Plant’s coal fuel polarises sector
Dubai’s choice of coal as a feedstock for its first independent power project could be seen as a controversial choice for the emirate
News that Dubai is going to use coal to fuel its first independent power project (IPP) is likely to elicit mixed reactions within the region’s power sector.
Businesses will be encouraged that Dubai has rekindled its plans to develop power capacity through the private sector and is making progress with energy diversification efforts. However, the selection of coal to fire the plant may lead to questions over the economic and environmental implications.
Dubai’s sudden decision to shelve its proposed gas-fired Hassyan IPP in 2012, after receiving bids, raised doubts over Dubai Electricity & Water Authority’s (Dewa’s) ability to oversee an IPP and the future of private-sector involvement in power projects in the emirate.
Dewa’s decision to move forward with an IPP shows the utility provider is confident it can still work with the private sector and offer attractive opportunities for developers.
The decision to turn to coal for the IPP is also a step towards meeting the emirate’s energy diversification targets.
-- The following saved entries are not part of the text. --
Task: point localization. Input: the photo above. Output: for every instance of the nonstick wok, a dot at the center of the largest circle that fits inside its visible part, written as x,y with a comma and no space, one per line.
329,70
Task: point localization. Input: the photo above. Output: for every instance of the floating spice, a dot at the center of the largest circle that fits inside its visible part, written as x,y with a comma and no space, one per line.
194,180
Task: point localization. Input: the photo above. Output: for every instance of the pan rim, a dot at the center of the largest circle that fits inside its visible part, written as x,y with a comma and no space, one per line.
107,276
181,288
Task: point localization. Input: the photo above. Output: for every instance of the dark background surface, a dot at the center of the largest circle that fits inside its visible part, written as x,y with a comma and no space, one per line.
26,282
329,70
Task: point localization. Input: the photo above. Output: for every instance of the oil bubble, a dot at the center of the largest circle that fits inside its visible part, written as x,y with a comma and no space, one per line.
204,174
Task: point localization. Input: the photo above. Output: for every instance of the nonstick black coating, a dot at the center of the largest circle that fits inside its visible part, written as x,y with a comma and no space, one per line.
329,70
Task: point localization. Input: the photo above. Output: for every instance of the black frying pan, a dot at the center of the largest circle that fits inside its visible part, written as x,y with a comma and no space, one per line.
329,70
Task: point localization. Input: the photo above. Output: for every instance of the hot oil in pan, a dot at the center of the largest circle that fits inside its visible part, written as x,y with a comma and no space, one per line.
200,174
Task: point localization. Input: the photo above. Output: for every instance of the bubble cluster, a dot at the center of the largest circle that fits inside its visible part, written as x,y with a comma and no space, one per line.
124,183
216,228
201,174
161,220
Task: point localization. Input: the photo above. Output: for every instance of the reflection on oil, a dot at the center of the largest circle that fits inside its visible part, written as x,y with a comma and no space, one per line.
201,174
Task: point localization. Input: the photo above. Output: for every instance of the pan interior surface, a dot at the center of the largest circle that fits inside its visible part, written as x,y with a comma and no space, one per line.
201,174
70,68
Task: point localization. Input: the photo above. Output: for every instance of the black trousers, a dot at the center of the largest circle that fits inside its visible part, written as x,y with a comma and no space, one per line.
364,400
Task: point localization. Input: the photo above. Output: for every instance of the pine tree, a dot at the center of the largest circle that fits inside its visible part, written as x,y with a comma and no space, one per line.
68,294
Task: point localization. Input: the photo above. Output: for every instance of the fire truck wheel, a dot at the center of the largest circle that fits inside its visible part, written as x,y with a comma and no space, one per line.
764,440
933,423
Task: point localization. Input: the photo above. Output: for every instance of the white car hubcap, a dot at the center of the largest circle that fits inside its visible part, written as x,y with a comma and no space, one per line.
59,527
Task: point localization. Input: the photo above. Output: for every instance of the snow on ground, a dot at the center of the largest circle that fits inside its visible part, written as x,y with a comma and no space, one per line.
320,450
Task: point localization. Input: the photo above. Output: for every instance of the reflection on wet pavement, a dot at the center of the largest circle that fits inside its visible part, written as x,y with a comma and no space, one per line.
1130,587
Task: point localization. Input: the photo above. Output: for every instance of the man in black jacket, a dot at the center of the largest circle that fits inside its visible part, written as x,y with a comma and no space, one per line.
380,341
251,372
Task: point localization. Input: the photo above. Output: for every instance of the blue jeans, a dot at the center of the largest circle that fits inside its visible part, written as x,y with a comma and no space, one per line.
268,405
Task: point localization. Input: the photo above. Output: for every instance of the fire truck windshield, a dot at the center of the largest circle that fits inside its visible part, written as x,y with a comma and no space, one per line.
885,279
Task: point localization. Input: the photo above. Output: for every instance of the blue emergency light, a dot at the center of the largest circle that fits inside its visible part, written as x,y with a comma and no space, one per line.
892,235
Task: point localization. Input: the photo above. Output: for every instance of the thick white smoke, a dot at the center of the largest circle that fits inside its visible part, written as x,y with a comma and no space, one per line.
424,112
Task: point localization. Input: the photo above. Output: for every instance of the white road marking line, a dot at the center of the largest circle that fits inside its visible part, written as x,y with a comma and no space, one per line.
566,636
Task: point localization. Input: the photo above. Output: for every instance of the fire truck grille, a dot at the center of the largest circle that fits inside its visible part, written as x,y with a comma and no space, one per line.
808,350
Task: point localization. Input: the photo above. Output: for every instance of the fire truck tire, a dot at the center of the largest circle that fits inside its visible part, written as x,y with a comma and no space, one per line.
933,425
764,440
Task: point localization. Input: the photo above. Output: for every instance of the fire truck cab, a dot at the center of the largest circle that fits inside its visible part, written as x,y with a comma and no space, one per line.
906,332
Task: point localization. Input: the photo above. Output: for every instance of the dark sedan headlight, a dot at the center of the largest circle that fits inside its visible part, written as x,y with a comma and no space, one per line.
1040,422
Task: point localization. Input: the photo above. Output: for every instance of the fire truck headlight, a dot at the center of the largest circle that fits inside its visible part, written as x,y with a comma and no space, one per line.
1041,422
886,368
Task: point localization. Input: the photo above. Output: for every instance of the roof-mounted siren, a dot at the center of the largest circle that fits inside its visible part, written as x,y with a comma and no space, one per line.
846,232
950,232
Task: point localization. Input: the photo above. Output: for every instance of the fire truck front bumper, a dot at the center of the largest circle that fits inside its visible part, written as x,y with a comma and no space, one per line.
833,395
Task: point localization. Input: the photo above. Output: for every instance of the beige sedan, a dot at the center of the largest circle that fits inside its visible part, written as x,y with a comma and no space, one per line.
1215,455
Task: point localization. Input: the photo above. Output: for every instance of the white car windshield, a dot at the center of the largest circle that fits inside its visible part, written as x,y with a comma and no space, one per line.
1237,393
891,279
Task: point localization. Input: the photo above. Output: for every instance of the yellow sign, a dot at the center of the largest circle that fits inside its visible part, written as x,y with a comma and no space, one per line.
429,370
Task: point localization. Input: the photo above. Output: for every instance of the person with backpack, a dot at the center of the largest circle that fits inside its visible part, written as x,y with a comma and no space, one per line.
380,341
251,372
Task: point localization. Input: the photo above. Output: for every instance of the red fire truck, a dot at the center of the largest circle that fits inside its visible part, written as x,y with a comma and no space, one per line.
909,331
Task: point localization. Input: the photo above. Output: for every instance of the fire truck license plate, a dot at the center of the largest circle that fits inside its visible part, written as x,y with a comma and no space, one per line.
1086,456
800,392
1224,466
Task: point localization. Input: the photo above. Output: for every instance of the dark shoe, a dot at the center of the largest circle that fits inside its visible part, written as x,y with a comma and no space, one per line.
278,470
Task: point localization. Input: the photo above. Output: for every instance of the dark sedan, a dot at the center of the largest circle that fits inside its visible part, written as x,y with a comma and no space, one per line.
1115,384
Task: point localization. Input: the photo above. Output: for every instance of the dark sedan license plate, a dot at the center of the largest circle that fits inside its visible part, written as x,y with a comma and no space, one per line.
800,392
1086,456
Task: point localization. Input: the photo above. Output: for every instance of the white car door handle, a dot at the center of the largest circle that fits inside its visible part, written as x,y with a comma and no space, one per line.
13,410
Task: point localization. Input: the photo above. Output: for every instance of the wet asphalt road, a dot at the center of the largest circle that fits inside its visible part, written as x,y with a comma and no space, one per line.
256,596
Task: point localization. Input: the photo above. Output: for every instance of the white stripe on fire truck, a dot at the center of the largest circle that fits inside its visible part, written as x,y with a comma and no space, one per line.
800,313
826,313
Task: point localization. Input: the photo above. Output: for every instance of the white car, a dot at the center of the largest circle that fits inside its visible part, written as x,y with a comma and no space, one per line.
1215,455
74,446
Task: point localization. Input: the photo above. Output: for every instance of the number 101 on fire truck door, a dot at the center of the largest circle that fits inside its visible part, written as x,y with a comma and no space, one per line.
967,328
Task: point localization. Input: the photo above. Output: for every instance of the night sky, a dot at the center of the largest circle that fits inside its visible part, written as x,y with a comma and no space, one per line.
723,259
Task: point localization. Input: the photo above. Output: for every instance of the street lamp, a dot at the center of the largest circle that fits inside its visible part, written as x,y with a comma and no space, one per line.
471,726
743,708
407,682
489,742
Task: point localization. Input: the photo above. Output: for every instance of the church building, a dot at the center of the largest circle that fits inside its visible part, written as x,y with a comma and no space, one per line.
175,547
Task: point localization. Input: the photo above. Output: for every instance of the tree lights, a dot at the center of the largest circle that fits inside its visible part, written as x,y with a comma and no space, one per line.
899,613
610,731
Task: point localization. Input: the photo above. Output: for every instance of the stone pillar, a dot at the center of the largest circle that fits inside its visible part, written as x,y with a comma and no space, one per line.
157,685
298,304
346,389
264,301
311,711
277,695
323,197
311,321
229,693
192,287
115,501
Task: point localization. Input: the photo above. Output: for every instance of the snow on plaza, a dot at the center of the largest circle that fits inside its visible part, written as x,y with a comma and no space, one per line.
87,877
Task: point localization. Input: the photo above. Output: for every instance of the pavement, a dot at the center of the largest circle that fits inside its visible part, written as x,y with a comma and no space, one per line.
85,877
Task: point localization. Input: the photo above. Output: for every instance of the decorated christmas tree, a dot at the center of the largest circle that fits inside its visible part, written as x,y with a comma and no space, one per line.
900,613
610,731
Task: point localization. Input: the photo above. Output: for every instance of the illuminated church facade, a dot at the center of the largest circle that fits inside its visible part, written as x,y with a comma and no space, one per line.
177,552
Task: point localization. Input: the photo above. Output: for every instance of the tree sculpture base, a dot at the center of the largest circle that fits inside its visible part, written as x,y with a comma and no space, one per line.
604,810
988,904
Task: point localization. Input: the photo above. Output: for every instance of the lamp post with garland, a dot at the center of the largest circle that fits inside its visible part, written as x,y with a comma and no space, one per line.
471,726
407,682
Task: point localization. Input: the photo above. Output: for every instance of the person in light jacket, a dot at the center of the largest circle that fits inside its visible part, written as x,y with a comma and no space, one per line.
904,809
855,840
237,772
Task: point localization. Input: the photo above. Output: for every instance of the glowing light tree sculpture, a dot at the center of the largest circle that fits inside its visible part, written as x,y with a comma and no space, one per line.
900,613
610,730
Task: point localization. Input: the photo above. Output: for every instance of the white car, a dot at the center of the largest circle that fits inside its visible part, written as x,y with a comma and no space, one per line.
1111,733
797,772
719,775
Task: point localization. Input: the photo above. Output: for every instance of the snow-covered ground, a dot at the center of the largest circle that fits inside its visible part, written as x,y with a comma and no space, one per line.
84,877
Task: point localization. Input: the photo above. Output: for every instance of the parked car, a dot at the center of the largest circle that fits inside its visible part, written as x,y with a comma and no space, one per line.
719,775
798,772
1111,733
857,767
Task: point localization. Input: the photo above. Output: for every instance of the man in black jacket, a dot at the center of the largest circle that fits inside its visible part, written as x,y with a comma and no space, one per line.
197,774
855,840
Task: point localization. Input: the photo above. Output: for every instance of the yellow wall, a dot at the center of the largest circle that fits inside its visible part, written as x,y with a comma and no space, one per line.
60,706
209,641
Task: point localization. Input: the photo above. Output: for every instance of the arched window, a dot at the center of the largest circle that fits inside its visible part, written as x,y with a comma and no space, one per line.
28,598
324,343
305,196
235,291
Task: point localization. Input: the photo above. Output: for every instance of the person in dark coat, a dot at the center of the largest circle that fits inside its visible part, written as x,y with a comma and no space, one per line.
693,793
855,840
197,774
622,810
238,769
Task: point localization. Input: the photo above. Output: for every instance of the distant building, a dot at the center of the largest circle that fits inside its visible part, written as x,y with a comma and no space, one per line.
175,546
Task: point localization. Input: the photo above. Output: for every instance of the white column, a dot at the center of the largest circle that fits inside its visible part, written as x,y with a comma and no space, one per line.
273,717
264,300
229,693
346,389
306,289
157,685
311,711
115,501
The disruptions from the Arab Uprisings in 2011 reinforced the importance of guaranteeing energy security through various sources. The selection of coal, however, will result in questions about the environmental repercussions of using the fuel for power generation.
While clean coal plants filter pollutants and are more efficient than traditional power plants, coal is still not an environment-friendly fuel. In an age where governments worldwide are turning away from coal in efforts to reduce carbon emissions, Dubai’s decision to buck the trend may result in criticism that it is neglecting its environmental responsibilities.
If successful, Dubai’s coal power plans may result in others following suit. While the choice of coal for power generation may divide opinion, it will be an interesting project to follow.